Eczema — specifically atopic dermatitis — is not a rash in the traditional sense. It is a chronic skin condition caused by a dysfunctional skin barrier. Think of healthy skin as a brick wall: the skin cells are the bricks, and the lipids (fats) between them are the mortar. In eczema, the mortar is defective. Water escapes too easily (dry skin), and irritants and allergens get in too easily (inflammation, itching).
About 60% of eczema cases are linked to a mutation in the filaggrin gene — a protein critical for building that skin barrier. You cannot fix a genetic predisposition. What you can do is compensate for the leaky barrier by constantly replacing the moisture and lipids that the skin cannot hold onto on its own. That is why moisturizing is not just a comfort measure — it is the actual treatment.

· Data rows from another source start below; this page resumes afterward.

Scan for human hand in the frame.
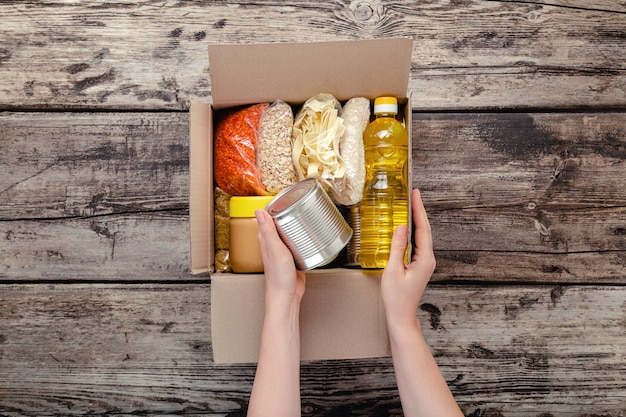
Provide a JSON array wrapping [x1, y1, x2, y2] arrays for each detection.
[[255, 210, 306, 304], [381, 190, 436, 327]]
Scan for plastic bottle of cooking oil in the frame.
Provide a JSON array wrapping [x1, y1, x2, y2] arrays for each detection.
[[359, 97, 409, 268]]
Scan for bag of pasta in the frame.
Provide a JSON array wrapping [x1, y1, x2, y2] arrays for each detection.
[[291, 93, 346, 193]]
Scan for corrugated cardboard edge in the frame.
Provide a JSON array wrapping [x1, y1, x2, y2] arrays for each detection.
[[211, 269, 391, 363], [189, 97, 214, 274], [209, 37, 413, 109]]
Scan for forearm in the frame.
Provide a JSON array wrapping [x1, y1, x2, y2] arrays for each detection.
[[389, 318, 463, 417], [248, 299, 300, 417]]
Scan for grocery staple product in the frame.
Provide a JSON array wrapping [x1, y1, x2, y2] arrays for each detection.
[[213, 187, 231, 272], [213, 103, 269, 196], [359, 97, 409, 268], [257, 100, 298, 194], [329, 97, 370, 206], [292, 93, 346, 190]]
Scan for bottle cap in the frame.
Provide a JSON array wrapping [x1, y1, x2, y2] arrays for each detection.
[[230, 195, 274, 217], [374, 97, 398, 114]]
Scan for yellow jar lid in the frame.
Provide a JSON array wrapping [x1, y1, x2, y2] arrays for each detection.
[[230, 195, 274, 217]]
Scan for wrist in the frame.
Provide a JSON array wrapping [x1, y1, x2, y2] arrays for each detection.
[[387, 315, 422, 339]]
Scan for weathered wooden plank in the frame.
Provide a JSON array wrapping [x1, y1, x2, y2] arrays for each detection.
[[0, 112, 626, 283], [0, 284, 626, 417], [0, 0, 626, 110], [0, 210, 191, 281], [0, 113, 189, 220]]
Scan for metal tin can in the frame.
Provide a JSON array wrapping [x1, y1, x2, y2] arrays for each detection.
[[265, 178, 352, 271]]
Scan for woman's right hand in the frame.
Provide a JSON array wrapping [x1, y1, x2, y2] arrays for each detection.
[[381, 189, 436, 327]]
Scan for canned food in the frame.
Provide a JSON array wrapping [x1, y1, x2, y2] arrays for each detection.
[[265, 178, 352, 271]]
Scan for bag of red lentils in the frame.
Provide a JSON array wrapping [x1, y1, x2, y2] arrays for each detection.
[[213, 103, 269, 196]]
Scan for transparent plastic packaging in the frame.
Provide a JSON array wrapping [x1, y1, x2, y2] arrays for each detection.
[[213, 103, 269, 196], [292, 93, 346, 197]]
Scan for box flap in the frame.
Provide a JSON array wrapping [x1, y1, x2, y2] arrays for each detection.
[[189, 97, 214, 274], [211, 270, 391, 363], [209, 38, 413, 108]]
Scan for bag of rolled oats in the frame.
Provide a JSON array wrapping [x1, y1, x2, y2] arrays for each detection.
[[256, 100, 298, 194]]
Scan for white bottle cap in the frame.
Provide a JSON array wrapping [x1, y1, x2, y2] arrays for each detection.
[[374, 97, 398, 114]]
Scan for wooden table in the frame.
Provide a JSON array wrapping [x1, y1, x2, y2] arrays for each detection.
[[0, 0, 626, 417]]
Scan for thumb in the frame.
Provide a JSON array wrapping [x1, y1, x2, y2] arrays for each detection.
[[387, 224, 409, 269], [254, 210, 282, 249]]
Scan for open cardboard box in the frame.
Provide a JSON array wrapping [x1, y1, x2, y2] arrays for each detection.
[[190, 38, 412, 363]]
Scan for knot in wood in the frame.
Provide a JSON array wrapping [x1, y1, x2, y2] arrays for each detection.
[[350, 0, 383, 23]]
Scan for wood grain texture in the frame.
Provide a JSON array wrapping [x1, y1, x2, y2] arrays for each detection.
[[0, 112, 626, 283], [0, 0, 626, 417], [0, 284, 626, 417], [0, 0, 626, 110]]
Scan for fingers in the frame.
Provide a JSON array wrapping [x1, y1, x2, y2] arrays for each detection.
[[411, 189, 433, 255], [387, 224, 409, 270], [250, 210, 284, 260]]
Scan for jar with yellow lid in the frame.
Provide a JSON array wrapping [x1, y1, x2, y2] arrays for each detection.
[[229, 196, 273, 273]]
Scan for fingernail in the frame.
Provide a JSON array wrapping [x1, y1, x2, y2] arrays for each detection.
[[254, 209, 265, 224]]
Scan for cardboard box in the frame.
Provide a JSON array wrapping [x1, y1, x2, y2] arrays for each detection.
[[190, 38, 412, 363]]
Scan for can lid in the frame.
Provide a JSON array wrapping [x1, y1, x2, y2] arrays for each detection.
[[374, 96, 398, 114], [230, 195, 274, 217]]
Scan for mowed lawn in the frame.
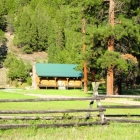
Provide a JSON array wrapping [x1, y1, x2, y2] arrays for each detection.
[[0, 90, 140, 140]]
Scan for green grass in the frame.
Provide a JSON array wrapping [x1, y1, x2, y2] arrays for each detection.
[[0, 90, 35, 99], [0, 123, 140, 140], [0, 89, 140, 140]]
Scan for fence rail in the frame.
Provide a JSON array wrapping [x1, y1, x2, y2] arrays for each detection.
[[0, 82, 140, 129]]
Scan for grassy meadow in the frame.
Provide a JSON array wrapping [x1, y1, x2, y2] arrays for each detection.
[[0, 89, 140, 140]]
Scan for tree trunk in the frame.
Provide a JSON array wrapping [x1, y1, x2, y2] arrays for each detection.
[[82, 8, 88, 92], [115, 79, 122, 95], [107, 0, 114, 95]]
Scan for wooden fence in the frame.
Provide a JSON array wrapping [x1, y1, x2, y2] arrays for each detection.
[[0, 94, 107, 129], [0, 82, 140, 129]]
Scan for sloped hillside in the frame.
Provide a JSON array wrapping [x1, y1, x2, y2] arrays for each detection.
[[0, 32, 47, 87]]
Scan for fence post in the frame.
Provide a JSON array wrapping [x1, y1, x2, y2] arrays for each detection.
[[86, 82, 105, 122], [86, 82, 99, 119]]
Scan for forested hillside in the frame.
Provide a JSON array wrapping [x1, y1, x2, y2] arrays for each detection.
[[0, 0, 140, 93]]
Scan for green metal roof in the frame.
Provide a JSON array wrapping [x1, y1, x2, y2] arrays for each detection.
[[35, 63, 83, 77]]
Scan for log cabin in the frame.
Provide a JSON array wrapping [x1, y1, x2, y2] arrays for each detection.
[[32, 63, 83, 89]]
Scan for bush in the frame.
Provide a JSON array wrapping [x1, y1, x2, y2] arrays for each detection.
[[4, 54, 32, 81]]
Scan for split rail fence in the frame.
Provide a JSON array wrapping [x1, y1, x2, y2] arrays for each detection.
[[0, 82, 140, 129]]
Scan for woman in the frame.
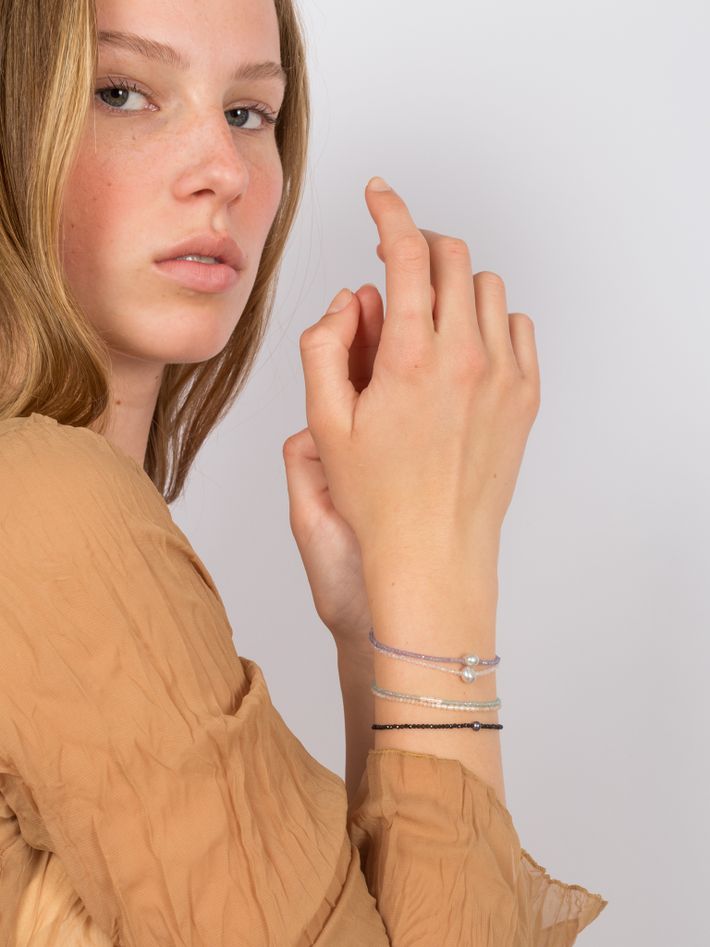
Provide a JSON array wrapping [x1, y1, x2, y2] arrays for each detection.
[[0, 0, 606, 947]]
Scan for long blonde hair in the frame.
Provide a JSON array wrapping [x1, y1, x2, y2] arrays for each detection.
[[0, 0, 310, 503]]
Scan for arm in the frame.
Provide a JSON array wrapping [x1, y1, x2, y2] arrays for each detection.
[[364, 533, 505, 805], [338, 642, 375, 805]]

The itch is the worst part. Eczema itches intensely, and babies will scratch until their skin bleeds if given the chance. Scratching damages the skin barrier further, which triggers more inflammation, which triggers more itching — the infamous itch-scratch cycle. Breaking this cycle is the central challenge of eczema management.
Eczema typically shows up between two and six months of age. In babies, it loves the cheeks, forehead, and scalp — the areas most exposed to saliva, food, and the elements. As children get older, it migrates to the flexural surfaces: the insides of elbows, the backs of knees, the wrists, the ankles. This migration pattern is one of the diagnostic features.
On darker skin tones, eczema does not always look red. It may appear as darker brown, purple, or ashy gray patches. It can also present with more prominent bumps (papular eczema) and more noticeable post-inflammatory hyperpigmentation (dark marks left behind after a flare). This matters because eczema in darker-skinned children is frequently under-diagnosed or diagnosed late.